Today I’m kicking off a 2-part series on S-E-X. I want to encourage you to really honor this aspect of your life, whether you have a partner or you’re flying solo. And since sexual desire (our level of attraction to others, pleasurable thoughts, etc) and sex drive (our biological urge to have sex) is often tied to our general health, I brought in my dear friend, Aviva Romm, Integrative MD to answer some questions.
Aviva is a Yale-trained MD and Board Certified family physician, midwife, and herbalist who is focused on helping women not only heal their bodies and minds, but transform their lives. She has worked with countless individuals to help them get on a path to a positive and fulfilling sex life, and now she’s here to help us do the same. In part one we’ll look at the main causes of low sex drive and possible solutions. Next week, we’ll be back with Aviva to go even deeper and reveal some of the foods, herbs and supplements that can help boost your sex drive. Ready? Let’s get started!
KC: Do a lot of women struggle with sex drive?

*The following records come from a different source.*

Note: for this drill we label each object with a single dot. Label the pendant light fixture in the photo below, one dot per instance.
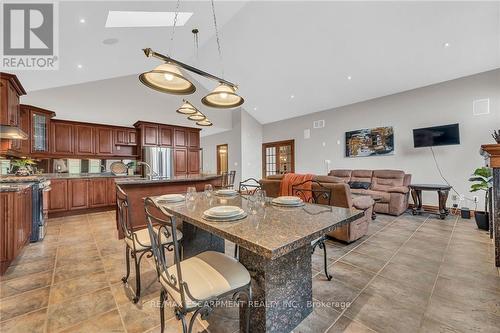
(169, 79)
(205, 122)
(223, 97)
(187, 108)
(198, 116)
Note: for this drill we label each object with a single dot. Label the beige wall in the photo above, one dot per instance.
(444, 103)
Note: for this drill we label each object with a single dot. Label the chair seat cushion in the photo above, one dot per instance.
(144, 242)
(208, 274)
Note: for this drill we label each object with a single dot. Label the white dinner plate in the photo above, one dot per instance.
(171, 198)
(226, 192)
(223, 211)
(288, 200)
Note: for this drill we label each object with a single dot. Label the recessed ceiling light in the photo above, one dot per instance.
(124, 19)
(110, 41)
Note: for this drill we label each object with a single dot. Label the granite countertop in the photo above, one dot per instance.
(44, 176)
(273, 231)
(14, 187)
(175, 179)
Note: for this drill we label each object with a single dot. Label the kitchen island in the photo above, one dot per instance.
(139, 188)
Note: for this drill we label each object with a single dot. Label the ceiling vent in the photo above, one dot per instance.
(318, 124)
(481, 106)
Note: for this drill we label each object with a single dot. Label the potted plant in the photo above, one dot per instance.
(23, 167)
(483, 181)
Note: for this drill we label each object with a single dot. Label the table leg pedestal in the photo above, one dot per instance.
(196, 240)
(282, 290)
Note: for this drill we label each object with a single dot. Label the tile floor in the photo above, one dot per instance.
(410, 274)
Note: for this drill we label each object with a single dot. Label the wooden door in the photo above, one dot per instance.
(278, 157)
(149, 135)
(62, 138)
(222, 158)
(194, 139)
(84, 140)
(180, 137)
(104, 141)
(121, 136)
(78, 194)
(180, 161)
(132, 137)
(194, 161)
(98, 195)
(111, 190)
(58, 195)
(165, 136)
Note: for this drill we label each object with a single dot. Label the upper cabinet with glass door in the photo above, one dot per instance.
(40, 127)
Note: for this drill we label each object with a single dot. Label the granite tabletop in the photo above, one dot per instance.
(270, 232)
(174, 179)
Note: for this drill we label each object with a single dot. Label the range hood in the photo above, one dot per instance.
(12, 132)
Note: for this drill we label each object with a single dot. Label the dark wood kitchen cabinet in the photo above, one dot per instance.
(84, 140)
(165, 133)
(62, 137)
(97, 192)
(193, 161)
(15, 224)
(104, 141)
(180, 161)
(78, 197)
(58, 195)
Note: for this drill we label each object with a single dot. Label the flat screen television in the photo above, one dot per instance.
(436, 136)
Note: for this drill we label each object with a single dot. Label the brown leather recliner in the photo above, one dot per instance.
(341, 197)
(391, 186)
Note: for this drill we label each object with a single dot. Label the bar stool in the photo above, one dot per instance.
(137, 243)
(197, 283)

AR: The numbers may surprise you:
- 30% of women age 18 – 44
- 45% of women age 45 – 64
- 80% of women 65 – 80 (and older)
These sex drive dips are tied to more than just sexual desire. While for most women, lulls in sex drive have to do with the lifestyle issues you mentioned (high demand on personal time that leaves them feeling less than rockin’ in the bedroom) some women experience a lull between the sheets because of something else going on with their health. This can lead to things like lowered libido, difficulty with arousal and trouble orgasming. And once pleasurable sex goes out the window, it tends to make sex drive issues even more challenging to work through because negative associations can pile up from stressful encounters.
KC: What are the top causes of low sex drive?
AR: Keep in mind that low sex drive is not always related to health issues. It could just be that your focus is elsewhere, like an intensely creative project or sending your kids off to college. But there are many common health challenges that can impact sexual health. Here are some of the biggies:
- Depression, anxiety
- Adrenal fatigue, general fatigue, stress
- Hormonal imbalances
- Thyroid problems
- Medications such as: anti-depressant, anti-anxiety, blood pressure, oral contraceptives, and many others.
Also, these additional issues can have a huge impact on the feelings of sexual desire and satisfaction beyond just sex drive:
- Low self-esteem, poor body image
- Unhappiness with partner
- Pain from anything from vulvodynia and vaginismus to vaginal dryness
- History of sexual abuse
- Urinary incontinence
KC: What are some of the things women can do to improve their sex drive?
AR: One important thing to do is get in touch with whether your sex drive is low or whether you have “Samantha from Sex in the City” expectations about what your drive should be. Are you comparing yourself to others rather than focusing on what makes you and your partner happy? This sex quiz can help you get in touch with your unique sexual health and how to get it on track if needed.